We worked together on our own time, out of spite. Juniors was a fourteen by fourteen course: we slept in great big army tents. Duckboards ran down either side to cover the dust, raised pine and hollow, betraying ghost-walked steps of mice. We liked them though (until night-time toilet trips at least) – like the road, the duckboards gave us rhythm. We practiced marking time and changing step at ever-increasing speeds, echoing our new-found discipline off the brick barrack walls. We piled our stretchers in corners and did cane drill with fallen eucalypt twigs plucked from nearby scrub, “One, two – up, down – step – salute, one, two, three, four, drop – up, down, march.” At night we studied the day’s theory by torchlight, filling in each others’ blanks over jack-rat pretzels packed by some kind, anonymous mother.

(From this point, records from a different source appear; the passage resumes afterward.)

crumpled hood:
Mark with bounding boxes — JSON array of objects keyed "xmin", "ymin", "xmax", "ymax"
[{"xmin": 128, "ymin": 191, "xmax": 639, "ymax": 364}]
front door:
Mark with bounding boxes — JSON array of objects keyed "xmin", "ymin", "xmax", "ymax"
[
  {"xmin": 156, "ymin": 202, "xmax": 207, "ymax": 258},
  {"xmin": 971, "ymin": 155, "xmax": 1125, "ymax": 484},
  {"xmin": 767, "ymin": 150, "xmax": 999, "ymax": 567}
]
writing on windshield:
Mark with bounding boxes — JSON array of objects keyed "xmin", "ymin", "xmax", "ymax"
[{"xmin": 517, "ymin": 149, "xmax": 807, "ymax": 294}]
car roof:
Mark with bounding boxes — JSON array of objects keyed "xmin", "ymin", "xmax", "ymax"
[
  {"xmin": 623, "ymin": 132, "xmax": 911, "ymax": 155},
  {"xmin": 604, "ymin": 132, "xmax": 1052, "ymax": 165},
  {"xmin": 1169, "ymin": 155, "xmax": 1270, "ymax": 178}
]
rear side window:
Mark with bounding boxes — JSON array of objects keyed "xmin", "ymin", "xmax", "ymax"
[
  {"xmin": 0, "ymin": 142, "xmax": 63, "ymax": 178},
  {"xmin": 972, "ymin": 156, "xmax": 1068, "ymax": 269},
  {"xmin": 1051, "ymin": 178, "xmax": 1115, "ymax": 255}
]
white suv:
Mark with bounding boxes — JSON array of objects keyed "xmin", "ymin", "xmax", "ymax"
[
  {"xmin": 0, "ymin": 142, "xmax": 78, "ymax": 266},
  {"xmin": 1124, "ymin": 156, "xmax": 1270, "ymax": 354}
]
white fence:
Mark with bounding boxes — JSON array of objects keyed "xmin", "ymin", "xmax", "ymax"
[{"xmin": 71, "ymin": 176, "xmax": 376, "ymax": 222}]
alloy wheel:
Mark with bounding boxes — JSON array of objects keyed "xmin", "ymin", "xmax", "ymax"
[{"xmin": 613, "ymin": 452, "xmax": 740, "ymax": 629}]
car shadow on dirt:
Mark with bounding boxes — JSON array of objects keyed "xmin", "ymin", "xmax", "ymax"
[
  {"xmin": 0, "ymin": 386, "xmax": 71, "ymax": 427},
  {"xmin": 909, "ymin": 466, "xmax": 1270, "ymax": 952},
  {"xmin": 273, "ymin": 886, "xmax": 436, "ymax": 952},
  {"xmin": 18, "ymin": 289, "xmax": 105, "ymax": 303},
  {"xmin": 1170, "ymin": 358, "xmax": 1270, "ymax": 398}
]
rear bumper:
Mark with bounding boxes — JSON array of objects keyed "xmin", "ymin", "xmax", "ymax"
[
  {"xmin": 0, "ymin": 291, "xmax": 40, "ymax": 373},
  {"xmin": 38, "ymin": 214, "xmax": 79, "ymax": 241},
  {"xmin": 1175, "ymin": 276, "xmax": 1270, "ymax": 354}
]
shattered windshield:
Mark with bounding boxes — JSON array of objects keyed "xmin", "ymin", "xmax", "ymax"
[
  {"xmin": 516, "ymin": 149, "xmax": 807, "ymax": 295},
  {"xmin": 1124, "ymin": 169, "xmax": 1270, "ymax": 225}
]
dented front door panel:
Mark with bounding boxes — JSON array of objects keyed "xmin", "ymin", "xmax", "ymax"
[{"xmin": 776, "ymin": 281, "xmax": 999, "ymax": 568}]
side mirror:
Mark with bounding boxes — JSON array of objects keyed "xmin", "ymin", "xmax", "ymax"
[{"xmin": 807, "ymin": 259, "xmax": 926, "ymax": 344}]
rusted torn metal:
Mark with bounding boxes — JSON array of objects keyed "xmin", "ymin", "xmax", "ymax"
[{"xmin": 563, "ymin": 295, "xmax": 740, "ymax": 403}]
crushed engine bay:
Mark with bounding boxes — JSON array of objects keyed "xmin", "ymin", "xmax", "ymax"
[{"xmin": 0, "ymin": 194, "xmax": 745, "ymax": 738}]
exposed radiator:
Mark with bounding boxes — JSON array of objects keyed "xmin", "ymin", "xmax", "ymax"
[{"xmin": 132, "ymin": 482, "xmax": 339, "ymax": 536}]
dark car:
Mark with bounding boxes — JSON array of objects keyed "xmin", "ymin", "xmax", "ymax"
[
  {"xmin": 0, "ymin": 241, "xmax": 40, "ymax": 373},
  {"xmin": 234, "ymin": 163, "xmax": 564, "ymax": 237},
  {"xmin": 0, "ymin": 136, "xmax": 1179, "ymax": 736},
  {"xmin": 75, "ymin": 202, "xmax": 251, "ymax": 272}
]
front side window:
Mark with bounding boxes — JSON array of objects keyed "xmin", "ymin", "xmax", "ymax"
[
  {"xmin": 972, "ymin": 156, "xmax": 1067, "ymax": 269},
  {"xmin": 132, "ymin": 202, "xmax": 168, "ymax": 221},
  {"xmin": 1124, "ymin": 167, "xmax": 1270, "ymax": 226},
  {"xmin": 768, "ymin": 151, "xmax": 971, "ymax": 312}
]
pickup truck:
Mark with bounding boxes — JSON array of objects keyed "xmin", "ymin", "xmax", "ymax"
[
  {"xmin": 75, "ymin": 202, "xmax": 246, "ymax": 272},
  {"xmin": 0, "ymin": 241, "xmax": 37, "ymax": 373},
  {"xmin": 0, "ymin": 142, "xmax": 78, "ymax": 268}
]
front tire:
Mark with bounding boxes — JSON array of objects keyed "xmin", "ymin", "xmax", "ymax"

Sometimes I think I should write a great, final speech for Graham – the epic kind, like the words Shakespeare wrote for Henry’s mouth: maybe that way the Junior Non Commissioned Officer Course, where I discovered myself, will last forever. He would applaud us as we came off the parade ground perfectly dressed, our steps united in a single beat. Later, he’d say that we had truly graduated from the snivelling, snotty-nosed recruit stage; that we were now lean, mean, loud leaders worthy of his chevrons.

Together we did all those things, but he never made any flattering speech for my Dad to hear.

Then I remember the Australian flag that Bennett carried at our graduation barbeque, filling the stars and Jack with autographs, and know that in its signings, we’re already immortalised.



Melodramatic? Oh, yes – but so was Mum’s Shrewsbury story. And at least to those cadets I marched out of JNCO with, we are a modern mythology; and adolescent mateship will bind us forever.



We few, we happy few, we band of brothers;
For he to-day that sheds his blood with me
Shall be my brother




Disclaimer: This story is a kaleidoscope of recollection. Characters and events are the product of the writer's experience and any resemblance to actual persons, living or dead, is entirely tongue-in-cheek.